Viva Sea-Tac



Well, hi from Seattle. I’ve got internet now because after two months living on the road and out of a suitcase, I’m calling this place home for now. It’s a weird feeling. Today was only the fourth or fifth day of rain I’ve seen since I got here, but all I can hear right now is tires squeaking on the road as cars try and get up the hills, muffled by drunk Seahawks fans on their way home from tonight’s game. I’ve got a scanner on it’s way to me, but until then, there are some dinky iphone pictures and video from the rest of my trip. Let’s see, I left off in Mineeapolis.

From Minnesota I headed to Keystone, SD: home to Mt. Rushmore. I swear if South Dakota had a big city I would have just stayed there. I loved it. On the way there I took a detour and headed through Badlands. Most unreal thing I’ve ever seen. It felt fake. It was easily the first physical realization of not being on the east coast anymore. I spent a couple days there, poking around little tourist spots and photographing. From South Dakota I went to Denver, CO. Found out that Wyoming does indeed exist and it’s exactly what I thought it would be, flat, golden, and empty. Tumbleweeds here and there. Maybe. I crashed for the night in Denver and didn’t do much. Woke up the next morning and drove ten hours through good old Wyoming again to Salt Lake City, UT.

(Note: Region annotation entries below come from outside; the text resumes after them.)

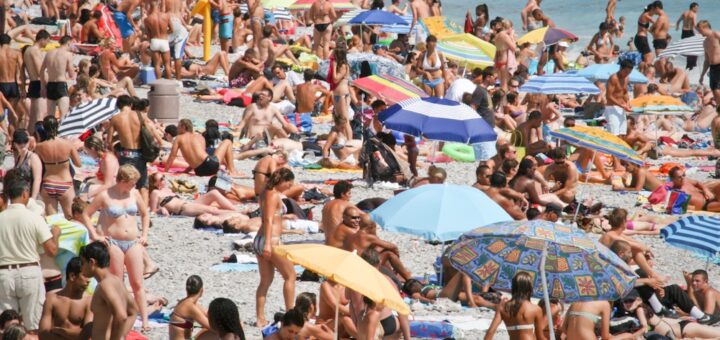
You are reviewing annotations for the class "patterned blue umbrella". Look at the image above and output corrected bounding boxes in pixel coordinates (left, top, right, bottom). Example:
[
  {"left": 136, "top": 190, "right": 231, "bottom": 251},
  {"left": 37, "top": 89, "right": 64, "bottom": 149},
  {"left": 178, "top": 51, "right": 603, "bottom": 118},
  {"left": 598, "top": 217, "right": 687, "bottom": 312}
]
[
  {"left": 378, "top": 97, "right": 497, "bottom": 143},
  {"left": 660, "top": 215, "right": 720, "bottom": 258}
]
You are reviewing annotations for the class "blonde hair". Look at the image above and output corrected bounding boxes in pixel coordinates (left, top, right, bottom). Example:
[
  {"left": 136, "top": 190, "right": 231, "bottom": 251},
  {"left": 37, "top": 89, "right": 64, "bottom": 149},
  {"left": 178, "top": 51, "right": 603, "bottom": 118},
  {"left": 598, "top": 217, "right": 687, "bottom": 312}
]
[{"left": 116, "top": 164, "right": 140, "bottom": 182}]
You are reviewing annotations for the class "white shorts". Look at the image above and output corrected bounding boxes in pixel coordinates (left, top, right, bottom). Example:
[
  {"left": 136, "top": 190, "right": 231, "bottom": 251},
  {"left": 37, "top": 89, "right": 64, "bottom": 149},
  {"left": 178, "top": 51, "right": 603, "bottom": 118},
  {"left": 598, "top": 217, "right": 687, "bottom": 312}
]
[
  {"left": 150, "top": 38, "right": 170, "bottom": 53},
  {"left": 603, "top": 105, "right": 627, "bottom": 136}
]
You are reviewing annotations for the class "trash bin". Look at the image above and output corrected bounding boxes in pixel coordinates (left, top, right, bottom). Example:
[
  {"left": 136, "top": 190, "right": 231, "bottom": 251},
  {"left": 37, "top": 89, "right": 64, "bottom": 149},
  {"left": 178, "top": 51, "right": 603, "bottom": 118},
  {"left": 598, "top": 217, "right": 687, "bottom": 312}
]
[{"left": 148, "top": 79, "right": 180, "bottom": 124}]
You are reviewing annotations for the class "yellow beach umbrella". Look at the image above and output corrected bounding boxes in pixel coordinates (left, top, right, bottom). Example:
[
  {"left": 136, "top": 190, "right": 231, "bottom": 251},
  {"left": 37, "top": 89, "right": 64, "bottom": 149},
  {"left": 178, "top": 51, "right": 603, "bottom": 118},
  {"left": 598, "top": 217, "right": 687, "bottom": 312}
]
[{"left": 273, "top": 244, "right": 410, "bottom": 315}]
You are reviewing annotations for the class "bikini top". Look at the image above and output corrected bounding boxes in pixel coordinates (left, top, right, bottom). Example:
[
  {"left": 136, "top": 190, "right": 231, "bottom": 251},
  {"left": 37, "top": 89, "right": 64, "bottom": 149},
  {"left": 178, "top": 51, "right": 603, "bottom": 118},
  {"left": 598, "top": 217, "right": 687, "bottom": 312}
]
[{"left": 105, "top": 200, "right": 138, "bottom": 218}]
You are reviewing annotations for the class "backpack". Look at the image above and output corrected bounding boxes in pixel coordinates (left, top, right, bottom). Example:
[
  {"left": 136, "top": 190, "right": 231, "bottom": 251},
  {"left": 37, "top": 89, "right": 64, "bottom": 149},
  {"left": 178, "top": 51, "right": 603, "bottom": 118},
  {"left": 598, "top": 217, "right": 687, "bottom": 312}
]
[{"left": 137, "top": 112, "right": 160, "bottom": 163}]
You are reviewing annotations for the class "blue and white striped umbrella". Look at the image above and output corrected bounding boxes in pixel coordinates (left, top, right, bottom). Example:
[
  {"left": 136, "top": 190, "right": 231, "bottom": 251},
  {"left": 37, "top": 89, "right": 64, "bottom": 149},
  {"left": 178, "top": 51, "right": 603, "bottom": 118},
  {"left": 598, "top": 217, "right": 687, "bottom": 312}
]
[
  {"left": 378, "top": 97, "right": 497, "bottom": 143},
  {"left": 660, "top": 215, "right": 720, "bottom": 257},
  {"left": 518, "top": 73, "right": 600, "bottom": 94}
]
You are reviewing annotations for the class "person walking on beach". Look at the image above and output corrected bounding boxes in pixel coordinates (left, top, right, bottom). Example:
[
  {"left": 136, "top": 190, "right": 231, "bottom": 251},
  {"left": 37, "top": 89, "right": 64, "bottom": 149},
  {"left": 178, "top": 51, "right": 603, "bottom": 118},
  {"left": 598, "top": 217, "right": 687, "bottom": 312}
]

My only reason for driving back down south after South Dakota again was to go to Salt Lake City and see the Spiral Jetty. I heard it had recently surfaced again and I wasn’t sure if I would have the chance to do a cross-country trip again, so I went. I think a part of me was convinced that the Spiral Jetty was just a Chip Sheffield myth. But I rented a Chevy Tahoe at 9am on a Wednesday, drove sixteen miles southwest of the Golden Spike on a road made of nothing but dirt and rocks to Rozel Point, and there it fucking was. I spent the entire rest of the day there, just… blinking at it. I can’t really explain how it felt being there, maybe almost like a religious feeling? That’s really dramatic, but, it was a completely different feeling than, “oh wow, this is famous art!” Maybe I put Robert Smithson on some sort of unnecessary pedestal, but it was easily the best thing I’ve ever decided to do. I took a piece and I’m going to frame it somehow. Oh, sorry DIA.
From there I went to Reno for a night. Reno is the worst place I’ve ever been. I spent my twenty-second birthday feeling like an idiot in a casino and dodging people on meth. Watched Jersey Shore in my hotel room and went to sleep. I immediately went to San Francisco the next morning. I spent a week there. It was absolutely beautiful. I don’t think I could ever live there though, I think I would start to tweak without seasons.
San Francisco was also the first time I couldn’t drive West anymore. I remember thinking in Chicago that the country was huge, if I could drive west for 14 hours and still not even be a third of the way across the thing. But after a while 10 hours in the car felt like nothing, and a week and a half alone didn’t seem that bad, and I guess I expected it to last longer. Either way, I headed north on CA RT-1. It literally runs on the Pacific ocean line, and it comes in second on the best parts of the trip list. After this drive I can’t help but feel like the east coast is getting ripped off with their flat wimpy shorelines. Granted, after one stretch of 22+ miles of intense winding road, I was feeling nauseated and stopped at every little shack I saw for some Dramamine. But I’d do it again. The Redwoods were unbelievable, as well as unbelievably terrifying once the sun set. Two days later I was in Seattle. Slept on a couch for two weeks and finally got into an apartment. I’ve been getting to know the place since then. It’s still overwhelming and knowing that I’m significantly closer to Alaska than New York is unsettling. But I’m settling in.